La BCE fait-elle du chantage?Sa menace n'est pas à prendre à la légère. Le secteur bancaire grec survit en effet uniquement grâce à la BCE, qui lui a déjà prêté 98 milliards d'euros. Autant dire que l'arrêt de cette perfusion conduirait en l'espace de quelques heures à l'effondrement des banques grecques avant de provoquer des réactions en chaîne aussi bien dans les banques européennes (à commencer par les Françaises) que dans les Etats fragiles de la zone euro. C'est d'ailleurs en agitant cette menace que la BCE a réussi à tuer dans l'oeuf l'idée du ministre des finances allemand Wolfgang Schaüble de réechelonner la dette grecque.
Comment éviter un remake de la faillite de Lehman Brothers ? Il existe en fait plusieurs portes de sortie. D'abord, on peut espérer qu'au moins une des autres agences, à savoir Moody's, Fitch mais aussi la plus petite DBRS canadienne, n'imite pas S&P. Selon le Financial Times, Jean-Claude Trichet a admis que dans ce cas il continuerait d'accepter les obligations grecques en collatéral. Mais ce n'est pas gagné. Si Moody's attend que le plan de sauvetage soit finalisé pour rendre public son avis, les notes de méthodologie publiées ces dernières semaines, aussi bien par Fitch que Moody's, laissent entendre qu'elles ont une définition extrêmement étroite de ce que serait une "participation volontaire des créanciers privés". Pour elles, le fait que l'opération soit montée pour éviter la faillite de la Grèce pourrait justifier, à lui seul, le qualificatif de défaut.
Pour autant, même si elles plaçaient toutes la note de la Grèce dans la catégorie du défaut, ce ne serait pas forcément la catastrophe systémique. Fitch et S&P ont en effet précisé que le statut de "défaut" pourrait être partiel et temporaire. La mauvaise note pourrait être assignée le temps du rollover, et être relevée après. Fitch a par ailleurs ajouté que même si la note de l'Etat grec correspondait au défaut, la note des obligations elles-mêmes échapperait à ce statut.
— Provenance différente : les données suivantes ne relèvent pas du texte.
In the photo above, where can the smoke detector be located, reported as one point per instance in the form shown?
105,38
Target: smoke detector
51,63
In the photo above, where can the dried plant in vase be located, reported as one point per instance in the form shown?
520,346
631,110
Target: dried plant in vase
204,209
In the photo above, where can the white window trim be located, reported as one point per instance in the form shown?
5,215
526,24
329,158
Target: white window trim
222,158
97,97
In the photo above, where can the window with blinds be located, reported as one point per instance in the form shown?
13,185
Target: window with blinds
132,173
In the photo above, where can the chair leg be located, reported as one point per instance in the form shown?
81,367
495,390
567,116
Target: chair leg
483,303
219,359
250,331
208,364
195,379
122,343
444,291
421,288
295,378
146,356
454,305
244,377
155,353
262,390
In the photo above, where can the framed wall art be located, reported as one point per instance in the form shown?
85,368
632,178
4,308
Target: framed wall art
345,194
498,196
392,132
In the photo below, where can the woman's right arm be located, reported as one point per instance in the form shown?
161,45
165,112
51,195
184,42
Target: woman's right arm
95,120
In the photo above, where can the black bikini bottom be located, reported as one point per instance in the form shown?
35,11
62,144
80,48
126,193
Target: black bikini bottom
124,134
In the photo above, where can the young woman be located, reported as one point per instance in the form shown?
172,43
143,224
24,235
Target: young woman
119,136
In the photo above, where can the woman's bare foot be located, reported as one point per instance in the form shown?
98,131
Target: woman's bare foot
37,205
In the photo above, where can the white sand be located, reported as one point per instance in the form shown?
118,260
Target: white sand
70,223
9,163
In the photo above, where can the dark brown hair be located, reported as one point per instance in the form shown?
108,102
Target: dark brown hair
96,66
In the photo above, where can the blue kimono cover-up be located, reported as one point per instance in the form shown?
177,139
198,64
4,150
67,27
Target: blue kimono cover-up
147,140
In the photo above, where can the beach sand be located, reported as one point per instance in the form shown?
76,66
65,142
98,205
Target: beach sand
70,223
Mais le plus probable, "c'est que les investisseurs privés retravaillent la solution du rollover jusqu'à ce qu'elle convienne aux agences de notation, c'est-à-dire qu'elle apparaisse comme vraiment volontaire et pas imposée", explique Cyril Régnat, stratégiste chez Natixis. Le plan proposé par la France offre de réinvestir 70% des sommes remboursées par la Grèce au titre des obligations arrivant à échéance. Sur ces 70%, la moitié serait placée dans de nouveaux titres grecs à 30 ans, les 20% restants étant conservés à titre de garantie dans un fonds spécial. "On peut imaginer par exemple qu'ils proposent de raccourcir la maturité des nouveaux titres. Car la maturité à 30 ans risque de trop s'apparenter à un freinage des remboursements", poursuit le stratégiste.
C'est ainsi que la BCE continue de se servir de la pression des agences de notation et des marchés pour influencer les conditions du plan de sauvetage. Toutefois, rien ne l'empêche, à tout moment, de changer les règles. On l'a déjà vu faire quand elle a décidé d'accepter de racheter des obligations d'Etat, ou encore d' abaisser les critères d'éligibilité en acceptant en collatéral des actifs dont la note était inférieure au A-.